The British MoD said: “It is UK policy that we do not comment on matters relating to submarine activity or operations.”

Meanwhile, Beijing is closely watching the process of electing a new leader of the British Conservatives (and, accordingly, the future prime minister of the country). According to the Chinese edition of Global Times, one of the two candidates, Rishi Sunak, has an economic and financial background, and his policy could be more pragmatic. Such pragmatic principles can be applied to his foreign policy, including relations with China, Zhao Junjie, a researcher at the Institute of European Studies of the Chinese Academy of Social Sciences, comments to the Global Times.

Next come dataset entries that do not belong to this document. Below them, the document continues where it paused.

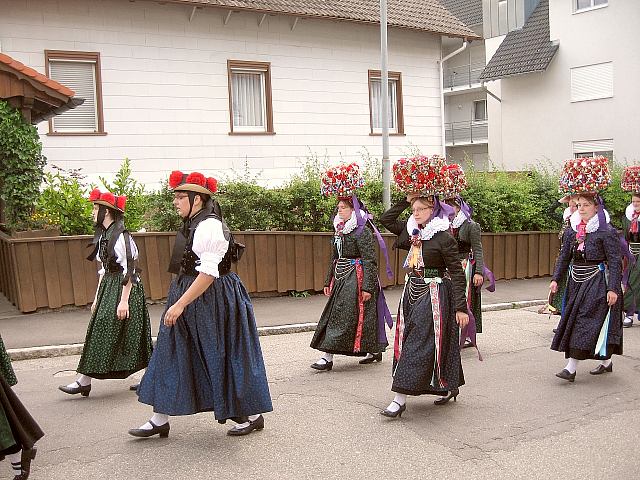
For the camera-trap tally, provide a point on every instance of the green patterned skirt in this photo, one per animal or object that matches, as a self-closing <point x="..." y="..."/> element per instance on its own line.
<point x="116" y="348"/>
<point x="6" y="370"/>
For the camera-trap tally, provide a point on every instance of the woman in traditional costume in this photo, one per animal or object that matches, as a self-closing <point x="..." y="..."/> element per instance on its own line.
<point x="468" y="235"/>
<point x="208" y="356"/>
<point x="118" y="340"/>
<point x="18" y="430"/>
<point x="353" y="320"/>
<point x="591" y="322"/>
<point x="433" y="305"/>
<point x="631" y="302"/>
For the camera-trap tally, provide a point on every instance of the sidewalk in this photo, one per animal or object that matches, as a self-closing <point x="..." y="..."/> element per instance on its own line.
<point x="68" y="326"/>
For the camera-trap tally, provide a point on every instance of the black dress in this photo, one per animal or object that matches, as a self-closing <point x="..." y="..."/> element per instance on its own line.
<point x="427" y="348"/>
<point x="585" y="309"/>
<point x="346" y="326"/>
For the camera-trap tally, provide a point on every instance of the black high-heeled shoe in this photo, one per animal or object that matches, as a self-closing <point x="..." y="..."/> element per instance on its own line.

According to the Chinese edition, in July 2021 Sunak, in his speech, insisted that the UK strengthen its trade relations with China. He called for a “mature and balanced relationship” with Beijing and complained that the China debate was “lacking nuance.”

But his rival, British Foreign Secretary Liz Truss, has repeatedly attacked China over Xinjiang and Hong Kong and has a reputation as a hawk on China.

Truss formulated the so-called freedom web strategy as a way to contain the rise of China and said in a recent Spectator interview that “we have refocused on foreign policy, on the freedom web and are taking a much tougher stance towards both Russia and China.”

Zhao Junjie noted that Truss's provocative remarks against China left her with a very limited opportunity to adjust her policy towards China, while Sunak could act more subtly.

Pointing to a deeper problem in British politics behind difficult Sino-British relations, Zhao noted that Brexit was not only a difficult moment, but also an opportunity for the UK to become more independent in its politics, including diplomacy, but Westminster and 10 Downing Street looked at the White House, not looking for their own path. According to him, the UK was fully aligned with the US in its strategic goals, forgetting about the needs and interests of the British people.

Carlos Martinez, a British writer and independent political commentator, wrote in an article for the Global Times that the UK had effectively handed over its outsourcing foreign policy to Washington, following the new Cold War policy against China and Russia – a policy that serves the interests of the US military-industrial complex, but directly contradicts the interests of ordinary people in Britain.